Title: How flies make and use their appendages
Abstract: My plan is to present an overview of the current efforts in my lab, providing necessary background when needed. I will describe our studies describing the in vitro DNA binding properties of the Hox family of transcription factors, both with and without cofactors, and then our more recent work extending our in vitro discoveries back in vivo, into the fly. The two in vivo Hox-dependent systems that I will describe are the famous transformation of the 3rd thoracic segment to a second copy of the 2nd thoracic segment (the so-called ‘bithorax’ fly) and how the pairs of legs in each thoracic segment acquire their distinct morphological identities. If there is time and interest, I will discuss our efforts to characterize the molecular identities of each of the ~50 motor neurons that innervate each leg and how these neurons connect to the rest of the neural circuitry to allow the fly to walk with all six legs in a coordinated manner.
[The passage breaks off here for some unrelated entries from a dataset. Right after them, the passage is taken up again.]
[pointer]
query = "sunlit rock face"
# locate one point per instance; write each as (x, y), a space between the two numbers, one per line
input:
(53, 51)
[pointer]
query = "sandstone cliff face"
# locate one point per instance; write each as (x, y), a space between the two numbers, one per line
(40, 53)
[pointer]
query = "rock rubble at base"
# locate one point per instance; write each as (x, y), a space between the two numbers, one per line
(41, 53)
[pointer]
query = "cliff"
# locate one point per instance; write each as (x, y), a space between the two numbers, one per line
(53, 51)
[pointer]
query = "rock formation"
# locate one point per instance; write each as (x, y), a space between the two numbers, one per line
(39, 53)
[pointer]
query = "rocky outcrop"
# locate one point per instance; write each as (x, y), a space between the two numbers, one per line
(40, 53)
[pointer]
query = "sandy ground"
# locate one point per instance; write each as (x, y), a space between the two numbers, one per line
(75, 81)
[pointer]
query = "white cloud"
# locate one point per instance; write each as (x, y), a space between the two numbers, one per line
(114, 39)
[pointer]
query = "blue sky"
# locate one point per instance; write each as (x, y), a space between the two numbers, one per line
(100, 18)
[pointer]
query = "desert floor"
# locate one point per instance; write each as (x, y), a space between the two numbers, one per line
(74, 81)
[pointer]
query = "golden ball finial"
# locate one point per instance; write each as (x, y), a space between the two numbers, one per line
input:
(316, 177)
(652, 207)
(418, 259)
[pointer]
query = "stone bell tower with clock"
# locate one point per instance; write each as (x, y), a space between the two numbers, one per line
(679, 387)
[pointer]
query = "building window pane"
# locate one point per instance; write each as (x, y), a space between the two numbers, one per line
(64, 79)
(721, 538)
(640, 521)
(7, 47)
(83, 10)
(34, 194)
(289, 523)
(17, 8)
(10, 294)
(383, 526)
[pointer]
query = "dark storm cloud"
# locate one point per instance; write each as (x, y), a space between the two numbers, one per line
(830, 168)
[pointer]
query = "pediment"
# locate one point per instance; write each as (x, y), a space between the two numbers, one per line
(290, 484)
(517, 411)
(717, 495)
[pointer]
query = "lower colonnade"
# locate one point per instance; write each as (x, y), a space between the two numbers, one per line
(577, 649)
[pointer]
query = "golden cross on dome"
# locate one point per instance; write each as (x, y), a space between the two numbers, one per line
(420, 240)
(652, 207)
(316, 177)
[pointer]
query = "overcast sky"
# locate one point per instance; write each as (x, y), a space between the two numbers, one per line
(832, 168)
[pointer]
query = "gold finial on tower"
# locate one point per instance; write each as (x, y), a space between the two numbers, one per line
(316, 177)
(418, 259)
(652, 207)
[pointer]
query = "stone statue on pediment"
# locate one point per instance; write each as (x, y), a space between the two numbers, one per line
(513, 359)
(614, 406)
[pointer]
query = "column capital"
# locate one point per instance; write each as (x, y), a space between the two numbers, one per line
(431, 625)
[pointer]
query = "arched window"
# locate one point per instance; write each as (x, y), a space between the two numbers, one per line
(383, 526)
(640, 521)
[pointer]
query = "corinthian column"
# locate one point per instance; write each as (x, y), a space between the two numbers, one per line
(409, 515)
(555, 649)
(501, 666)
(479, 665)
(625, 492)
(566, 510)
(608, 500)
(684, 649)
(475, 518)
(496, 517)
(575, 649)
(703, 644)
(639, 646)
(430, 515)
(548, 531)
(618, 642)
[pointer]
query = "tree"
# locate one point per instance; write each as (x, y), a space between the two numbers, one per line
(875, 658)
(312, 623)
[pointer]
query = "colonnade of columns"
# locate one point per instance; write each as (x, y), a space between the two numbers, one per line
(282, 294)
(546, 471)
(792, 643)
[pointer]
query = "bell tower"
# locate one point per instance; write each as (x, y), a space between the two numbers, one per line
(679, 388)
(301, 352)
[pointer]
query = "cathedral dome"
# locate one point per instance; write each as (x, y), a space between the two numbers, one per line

I was first introduced to state-of-the-art biology research while an undergraduate at Cornell University where I had the fortunate opportunity to work in Gerry Fink’s lab at the time when his lab developed yeast transformation. Since then, I have been drawn to new technologies and using them to answer significant biological questions. For my Ph.D., I worked with David Baltimore at MIT, where I studied retroviruses. For my thesis I identified the sequence required in cis for packaging genomic retroviral RNA into virus particles. This discovery allowed me to construct a so-called ‘helper-free packaging cell line’ that could be used to package any RNA containing the packaging sequence into virus particles, thus marking the birth of viral vectors for gene transfer. While at MIT, I became increasingly interested in animal development. Towards the end of my Ph.D.,Rubin and Spradling developed P element technology for generating transgenicDrosophila, making this organism, together with its powerful genetics, a superb system to study development. Inspired by these tools, I moved to David Hogness’ lab at Stanford to study Hox genes in Drosophila. My choice of postdoc labs was motivated by these amazing genes, capable of transforming one body part into another, and by the pioneering molecular biology methods being used and developed in that lab. My lab still works on Hox genes, where we focus on how these transcription factors target and regulate the correct sets of down stream genes, a fundamental and still unanswered problem for most transcription factors. Our work on Hox factors led to the discovery that they often work with cofactors to achieve binding specificity. These cofactors, in turn, have profound Hox-independent functions in appendage development, which eventually led to new projects on proximo-distal axis formation in the fly leg. Most recently, our work on fly legs led to understanding how flies walk, how the motor neurons that innervate and control leg movements develop, and how locomotor circuits are assembled. These more recent projects have challenged us to learn entirely new and interesting aspects of neuroscience and development.